Rey: Die Auszeichnung ist eine große Ehre für mich. Es war ein besonderes Gefühl, nach Berlin eingeladen zu werden. Denn die Einladung zeigte mir, dass es sich auszahlt, sich anzustrengen in der Ausbildung. Meine Mühe wurde belohnt.
IHK: Ihre ersten Nähversuche haben Sie in einem Nähkurs gemacht. Wie kam es dazu?
Rey: Ich arbeitete damals bei einer Modekette im Verkauf. Die Sachen gefielen mir schon,
aber oft hätte ich lieber einen anderen Stoff oder Schnitt gehabt. Dadurch kam der
Wunsch auf, selber an der Maschine nähen zu lernen und ich habe mich für den
Nähkurs angemeldet. Kurz darauf habe ich mich bei René Lezard beworben – und
wurde auch gleich genommen.
IHK: Ein einziger Nähkurs hat Ihrem Leben eine völlig neue Wendung gegeben.

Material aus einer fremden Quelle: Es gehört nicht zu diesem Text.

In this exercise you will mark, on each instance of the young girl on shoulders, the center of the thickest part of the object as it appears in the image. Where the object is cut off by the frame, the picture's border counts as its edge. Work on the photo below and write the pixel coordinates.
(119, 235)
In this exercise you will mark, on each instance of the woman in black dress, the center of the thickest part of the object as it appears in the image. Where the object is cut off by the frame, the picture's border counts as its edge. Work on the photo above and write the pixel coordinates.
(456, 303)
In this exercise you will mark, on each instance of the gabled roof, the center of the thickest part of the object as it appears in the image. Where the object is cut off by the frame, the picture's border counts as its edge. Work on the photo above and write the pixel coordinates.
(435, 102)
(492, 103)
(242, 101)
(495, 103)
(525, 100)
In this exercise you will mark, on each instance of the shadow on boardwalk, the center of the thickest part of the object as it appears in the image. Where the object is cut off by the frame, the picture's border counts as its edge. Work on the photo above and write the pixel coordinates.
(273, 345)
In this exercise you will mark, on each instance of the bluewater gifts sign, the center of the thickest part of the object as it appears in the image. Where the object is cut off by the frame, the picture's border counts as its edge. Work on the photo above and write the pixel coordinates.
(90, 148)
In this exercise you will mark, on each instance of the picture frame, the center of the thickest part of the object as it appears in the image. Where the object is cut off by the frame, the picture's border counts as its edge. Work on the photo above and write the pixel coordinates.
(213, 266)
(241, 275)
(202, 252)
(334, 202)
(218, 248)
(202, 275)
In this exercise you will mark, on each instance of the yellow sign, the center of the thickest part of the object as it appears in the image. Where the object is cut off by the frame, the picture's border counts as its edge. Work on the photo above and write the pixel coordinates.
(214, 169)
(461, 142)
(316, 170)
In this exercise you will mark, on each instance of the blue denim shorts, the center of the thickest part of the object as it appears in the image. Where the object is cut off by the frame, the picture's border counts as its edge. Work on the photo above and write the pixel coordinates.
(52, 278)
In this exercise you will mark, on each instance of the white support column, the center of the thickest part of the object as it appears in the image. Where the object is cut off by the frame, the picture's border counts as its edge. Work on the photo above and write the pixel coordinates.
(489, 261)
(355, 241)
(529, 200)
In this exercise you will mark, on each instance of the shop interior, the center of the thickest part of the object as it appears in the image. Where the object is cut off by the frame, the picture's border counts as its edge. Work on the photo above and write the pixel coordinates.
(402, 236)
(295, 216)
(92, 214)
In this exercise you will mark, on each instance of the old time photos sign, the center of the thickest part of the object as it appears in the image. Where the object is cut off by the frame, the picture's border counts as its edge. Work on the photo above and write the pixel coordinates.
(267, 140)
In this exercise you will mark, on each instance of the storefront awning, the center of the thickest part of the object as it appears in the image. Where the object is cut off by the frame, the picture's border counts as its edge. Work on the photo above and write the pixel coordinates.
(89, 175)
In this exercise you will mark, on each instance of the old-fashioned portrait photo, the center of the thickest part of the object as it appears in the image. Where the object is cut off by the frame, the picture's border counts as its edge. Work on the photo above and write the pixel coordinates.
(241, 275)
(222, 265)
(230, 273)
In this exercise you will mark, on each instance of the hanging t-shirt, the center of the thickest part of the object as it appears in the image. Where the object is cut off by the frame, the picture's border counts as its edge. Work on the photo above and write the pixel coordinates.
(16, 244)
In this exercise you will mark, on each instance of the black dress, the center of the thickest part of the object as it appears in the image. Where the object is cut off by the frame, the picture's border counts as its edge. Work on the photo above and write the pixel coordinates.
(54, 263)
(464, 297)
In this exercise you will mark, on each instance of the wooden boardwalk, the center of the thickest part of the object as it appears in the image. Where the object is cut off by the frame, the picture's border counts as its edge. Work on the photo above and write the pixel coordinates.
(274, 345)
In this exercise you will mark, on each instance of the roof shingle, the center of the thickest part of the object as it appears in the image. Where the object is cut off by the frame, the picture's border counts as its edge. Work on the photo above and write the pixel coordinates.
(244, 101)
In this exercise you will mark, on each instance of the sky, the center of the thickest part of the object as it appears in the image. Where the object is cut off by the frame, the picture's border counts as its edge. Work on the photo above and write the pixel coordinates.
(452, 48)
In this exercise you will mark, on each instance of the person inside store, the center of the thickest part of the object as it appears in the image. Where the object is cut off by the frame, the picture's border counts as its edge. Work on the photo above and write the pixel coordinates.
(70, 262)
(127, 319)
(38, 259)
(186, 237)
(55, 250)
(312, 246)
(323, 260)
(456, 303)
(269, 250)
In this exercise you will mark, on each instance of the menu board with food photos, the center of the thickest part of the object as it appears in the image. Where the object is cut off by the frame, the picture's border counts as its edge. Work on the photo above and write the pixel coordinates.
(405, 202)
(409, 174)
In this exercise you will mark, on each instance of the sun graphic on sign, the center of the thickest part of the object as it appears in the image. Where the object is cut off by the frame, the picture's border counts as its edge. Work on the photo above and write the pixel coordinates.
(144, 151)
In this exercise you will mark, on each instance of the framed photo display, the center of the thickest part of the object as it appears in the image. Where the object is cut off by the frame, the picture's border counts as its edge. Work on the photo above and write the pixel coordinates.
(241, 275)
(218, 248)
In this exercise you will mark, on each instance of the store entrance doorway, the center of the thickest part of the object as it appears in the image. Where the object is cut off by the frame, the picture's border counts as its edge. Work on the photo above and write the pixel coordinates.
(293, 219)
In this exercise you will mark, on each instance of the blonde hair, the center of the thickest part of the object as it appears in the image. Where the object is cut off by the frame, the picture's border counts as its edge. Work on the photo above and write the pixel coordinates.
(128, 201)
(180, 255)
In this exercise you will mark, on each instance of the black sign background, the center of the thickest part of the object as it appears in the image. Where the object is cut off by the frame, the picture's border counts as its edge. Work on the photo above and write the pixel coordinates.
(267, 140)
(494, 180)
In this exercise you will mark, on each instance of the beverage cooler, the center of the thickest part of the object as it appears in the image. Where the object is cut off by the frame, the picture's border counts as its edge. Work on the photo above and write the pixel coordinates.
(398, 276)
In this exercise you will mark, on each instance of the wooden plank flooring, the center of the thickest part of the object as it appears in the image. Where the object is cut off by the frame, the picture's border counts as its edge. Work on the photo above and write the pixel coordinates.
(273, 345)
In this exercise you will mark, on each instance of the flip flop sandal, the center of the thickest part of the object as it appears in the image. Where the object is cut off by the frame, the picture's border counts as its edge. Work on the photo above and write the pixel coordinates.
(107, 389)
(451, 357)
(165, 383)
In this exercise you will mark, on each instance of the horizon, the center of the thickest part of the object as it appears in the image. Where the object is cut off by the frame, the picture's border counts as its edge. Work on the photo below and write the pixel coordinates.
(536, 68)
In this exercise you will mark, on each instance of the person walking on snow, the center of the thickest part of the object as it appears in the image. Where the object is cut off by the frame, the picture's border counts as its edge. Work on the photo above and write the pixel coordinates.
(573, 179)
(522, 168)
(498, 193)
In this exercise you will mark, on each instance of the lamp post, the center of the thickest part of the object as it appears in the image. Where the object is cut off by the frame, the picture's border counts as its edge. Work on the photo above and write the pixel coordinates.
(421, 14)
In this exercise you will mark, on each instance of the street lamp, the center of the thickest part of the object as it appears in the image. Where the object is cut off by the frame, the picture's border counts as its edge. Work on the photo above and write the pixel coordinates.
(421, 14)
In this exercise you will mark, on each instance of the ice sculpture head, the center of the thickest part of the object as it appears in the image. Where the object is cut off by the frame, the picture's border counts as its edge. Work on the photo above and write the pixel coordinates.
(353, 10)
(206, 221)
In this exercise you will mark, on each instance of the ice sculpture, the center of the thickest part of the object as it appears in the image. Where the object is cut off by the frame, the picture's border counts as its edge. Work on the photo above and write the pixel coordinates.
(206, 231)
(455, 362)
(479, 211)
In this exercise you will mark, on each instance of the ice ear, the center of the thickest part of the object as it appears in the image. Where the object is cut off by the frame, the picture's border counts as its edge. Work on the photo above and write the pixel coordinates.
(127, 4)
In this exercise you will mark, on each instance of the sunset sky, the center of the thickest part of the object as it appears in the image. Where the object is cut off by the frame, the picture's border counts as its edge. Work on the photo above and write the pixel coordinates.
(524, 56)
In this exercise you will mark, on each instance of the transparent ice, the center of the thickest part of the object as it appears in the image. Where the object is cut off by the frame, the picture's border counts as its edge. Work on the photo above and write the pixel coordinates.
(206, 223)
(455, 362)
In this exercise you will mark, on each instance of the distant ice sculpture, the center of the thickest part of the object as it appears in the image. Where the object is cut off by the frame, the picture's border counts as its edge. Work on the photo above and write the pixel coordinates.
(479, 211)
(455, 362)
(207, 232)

Rey: Welche Interessen und beruflichen Vorstellungen hatten Sie eigentlich vorher?"
Vor dem Nähkurs wollte ich auch schon in die Modebranche, ins Merchandising und
mich um die Schaufenster und Kollektionen kümmern. Doch dann wurde Nähen
eben zu meiner Leidenschaft.
IHK: Was ist das Wichtigste, was Sie während Ihrer Ausbildung und in Ihrem
Berufsleben bisher gelernt haben?
Rey: In meinem Beruf ist die Geduld das Allerwichtigste. Es darf auch mal länger dauern,
das Ziel ist, dass am Ende ein perfekt sitzendes Teil dabei rauskommt. Die Passform
ist das A und O – das lerne ich auch in der Meisterschule.
IHK: Welche Vorstellungen hatten Sie von Ihrer Ausbildung bei René Lezard? Inwiefern haben sich diese Erwartungen erfüllt?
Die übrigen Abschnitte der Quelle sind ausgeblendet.